What coverage percentage should Python teams require for code review approval?

Most mature engineering teams target ≥80% branch coverage on new and modified code, though the specific threshold matters less than consistent enforcement and prioritizing meaningful test quality over raw coverage metrics.

Should code reviews block PRs for style violations?

Style violations should rarely reach the PR stage if teams configure pre-commit hooks properly. When style issues do appear in reviews, they should not block merges of code that otherwise improve system health, in line with Google's reviewer approval standards.

How should teams handle type-hint requirements across different Python versions?

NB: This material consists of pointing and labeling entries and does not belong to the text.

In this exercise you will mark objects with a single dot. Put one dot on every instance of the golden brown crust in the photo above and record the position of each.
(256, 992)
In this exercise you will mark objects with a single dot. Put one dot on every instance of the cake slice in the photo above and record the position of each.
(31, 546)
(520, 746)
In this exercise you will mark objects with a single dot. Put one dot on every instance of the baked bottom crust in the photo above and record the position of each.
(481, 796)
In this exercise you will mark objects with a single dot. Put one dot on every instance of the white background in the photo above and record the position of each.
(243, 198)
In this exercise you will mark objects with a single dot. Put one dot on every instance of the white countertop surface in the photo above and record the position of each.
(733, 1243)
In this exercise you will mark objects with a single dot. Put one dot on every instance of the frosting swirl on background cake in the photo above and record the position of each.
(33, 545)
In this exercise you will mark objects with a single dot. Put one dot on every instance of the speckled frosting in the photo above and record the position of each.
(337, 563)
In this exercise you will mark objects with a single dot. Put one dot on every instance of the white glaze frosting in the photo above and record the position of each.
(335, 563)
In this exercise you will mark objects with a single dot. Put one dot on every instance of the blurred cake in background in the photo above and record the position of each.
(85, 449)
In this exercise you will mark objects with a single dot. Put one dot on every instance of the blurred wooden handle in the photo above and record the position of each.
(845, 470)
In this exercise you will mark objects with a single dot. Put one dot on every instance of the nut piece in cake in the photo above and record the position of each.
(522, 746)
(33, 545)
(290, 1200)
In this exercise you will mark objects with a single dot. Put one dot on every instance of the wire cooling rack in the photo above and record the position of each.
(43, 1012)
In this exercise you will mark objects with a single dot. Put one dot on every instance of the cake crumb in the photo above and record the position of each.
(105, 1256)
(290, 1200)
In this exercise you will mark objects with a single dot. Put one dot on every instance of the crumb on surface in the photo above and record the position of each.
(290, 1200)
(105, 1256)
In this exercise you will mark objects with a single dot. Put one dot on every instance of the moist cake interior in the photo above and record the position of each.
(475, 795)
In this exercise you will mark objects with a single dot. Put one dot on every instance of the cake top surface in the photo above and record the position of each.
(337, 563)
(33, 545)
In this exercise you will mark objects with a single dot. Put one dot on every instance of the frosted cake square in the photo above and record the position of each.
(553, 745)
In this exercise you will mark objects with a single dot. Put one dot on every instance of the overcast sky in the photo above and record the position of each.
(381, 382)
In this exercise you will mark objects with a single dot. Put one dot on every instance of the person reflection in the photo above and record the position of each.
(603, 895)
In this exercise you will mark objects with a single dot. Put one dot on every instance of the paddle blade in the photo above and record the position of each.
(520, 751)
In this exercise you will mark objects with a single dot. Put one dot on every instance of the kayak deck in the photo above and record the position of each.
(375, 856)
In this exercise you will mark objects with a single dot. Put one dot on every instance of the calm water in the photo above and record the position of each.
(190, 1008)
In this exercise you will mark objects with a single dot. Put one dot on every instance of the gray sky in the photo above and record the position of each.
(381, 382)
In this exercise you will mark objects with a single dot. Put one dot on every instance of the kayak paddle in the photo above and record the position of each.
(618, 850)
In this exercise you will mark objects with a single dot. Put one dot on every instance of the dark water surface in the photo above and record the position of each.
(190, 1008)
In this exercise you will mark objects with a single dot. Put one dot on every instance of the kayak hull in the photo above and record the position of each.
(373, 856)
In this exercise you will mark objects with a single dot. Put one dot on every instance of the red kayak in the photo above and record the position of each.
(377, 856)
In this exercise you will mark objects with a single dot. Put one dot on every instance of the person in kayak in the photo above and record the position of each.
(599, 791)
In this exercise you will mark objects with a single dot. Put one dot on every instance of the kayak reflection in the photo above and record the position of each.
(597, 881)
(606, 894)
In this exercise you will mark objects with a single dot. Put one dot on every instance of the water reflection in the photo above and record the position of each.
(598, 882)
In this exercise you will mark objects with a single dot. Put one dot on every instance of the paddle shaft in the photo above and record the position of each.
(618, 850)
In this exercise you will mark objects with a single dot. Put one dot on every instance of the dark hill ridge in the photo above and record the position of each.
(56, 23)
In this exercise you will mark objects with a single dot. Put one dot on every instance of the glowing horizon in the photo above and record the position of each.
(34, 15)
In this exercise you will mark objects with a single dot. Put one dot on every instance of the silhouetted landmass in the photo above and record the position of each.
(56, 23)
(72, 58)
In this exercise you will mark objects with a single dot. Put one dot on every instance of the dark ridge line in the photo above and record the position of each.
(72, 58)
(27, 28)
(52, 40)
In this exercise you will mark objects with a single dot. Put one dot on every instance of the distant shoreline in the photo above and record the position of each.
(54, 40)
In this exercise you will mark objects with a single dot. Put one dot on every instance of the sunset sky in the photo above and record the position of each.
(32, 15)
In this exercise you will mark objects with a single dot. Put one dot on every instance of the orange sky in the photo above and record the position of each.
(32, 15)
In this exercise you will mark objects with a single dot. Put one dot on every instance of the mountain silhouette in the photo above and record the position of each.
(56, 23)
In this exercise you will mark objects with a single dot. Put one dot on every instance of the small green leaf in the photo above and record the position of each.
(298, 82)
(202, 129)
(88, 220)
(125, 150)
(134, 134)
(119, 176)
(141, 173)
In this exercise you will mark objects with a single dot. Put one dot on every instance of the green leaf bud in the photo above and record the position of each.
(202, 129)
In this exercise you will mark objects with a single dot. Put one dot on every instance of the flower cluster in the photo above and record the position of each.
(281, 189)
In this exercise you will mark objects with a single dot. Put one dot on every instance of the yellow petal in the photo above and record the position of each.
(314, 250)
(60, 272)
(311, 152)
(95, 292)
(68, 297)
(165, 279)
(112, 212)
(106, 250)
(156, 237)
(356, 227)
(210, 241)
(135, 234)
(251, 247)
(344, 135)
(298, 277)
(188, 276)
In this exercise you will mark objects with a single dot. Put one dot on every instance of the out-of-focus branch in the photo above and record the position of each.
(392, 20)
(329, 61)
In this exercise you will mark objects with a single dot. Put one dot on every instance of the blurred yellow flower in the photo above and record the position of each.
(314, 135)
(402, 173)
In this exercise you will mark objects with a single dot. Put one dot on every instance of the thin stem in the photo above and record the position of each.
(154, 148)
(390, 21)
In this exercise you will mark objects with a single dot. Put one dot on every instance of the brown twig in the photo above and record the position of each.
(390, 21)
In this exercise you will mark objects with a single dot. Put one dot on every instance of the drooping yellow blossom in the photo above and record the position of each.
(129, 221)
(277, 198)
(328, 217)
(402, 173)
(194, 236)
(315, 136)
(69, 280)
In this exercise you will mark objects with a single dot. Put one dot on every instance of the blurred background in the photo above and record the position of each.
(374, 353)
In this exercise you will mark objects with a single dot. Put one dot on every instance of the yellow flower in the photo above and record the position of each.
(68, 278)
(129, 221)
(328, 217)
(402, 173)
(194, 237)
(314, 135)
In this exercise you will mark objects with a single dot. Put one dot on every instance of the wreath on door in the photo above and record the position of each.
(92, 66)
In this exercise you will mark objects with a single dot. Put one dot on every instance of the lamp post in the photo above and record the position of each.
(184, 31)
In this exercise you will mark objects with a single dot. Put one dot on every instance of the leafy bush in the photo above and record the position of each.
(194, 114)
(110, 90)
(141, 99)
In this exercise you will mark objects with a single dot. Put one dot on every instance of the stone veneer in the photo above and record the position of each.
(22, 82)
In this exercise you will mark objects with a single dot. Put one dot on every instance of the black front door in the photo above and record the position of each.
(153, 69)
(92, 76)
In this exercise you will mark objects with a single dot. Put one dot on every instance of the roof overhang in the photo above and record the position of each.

Teams targeting Python 3.9+ should use built-in generics, such as list[str], instead of typing.List[str], while Python 3.10+ teams can adopt the cleaner union syntax (X | None) instead of Optional[X]. The requires-python field in pyproject.toml should specify the minimum version to ensure consistency.

What distinguishes must-fix security issues from recommended improvements?

Must-fix security issues are deployment blockers that create immediate risk: SQL injection vulnerabilities, hardcoded secrets, HIGH/CRITICAL CVEs in dependencies, and bare except clauses that mask errors. Recommended improvements enhance code health but can be addressed in follow-up PRs without blocking the current change.

How can teams reduce time spent on style discussions during code review?

Pre-commit hooks configured with Black, isort, and Flake8 eliminate virtually all style discussions by enforcing formatting before code reaches version control. This automation frees reviewers to focus on logic, architecture, and domain-specific concerns that require human judgment.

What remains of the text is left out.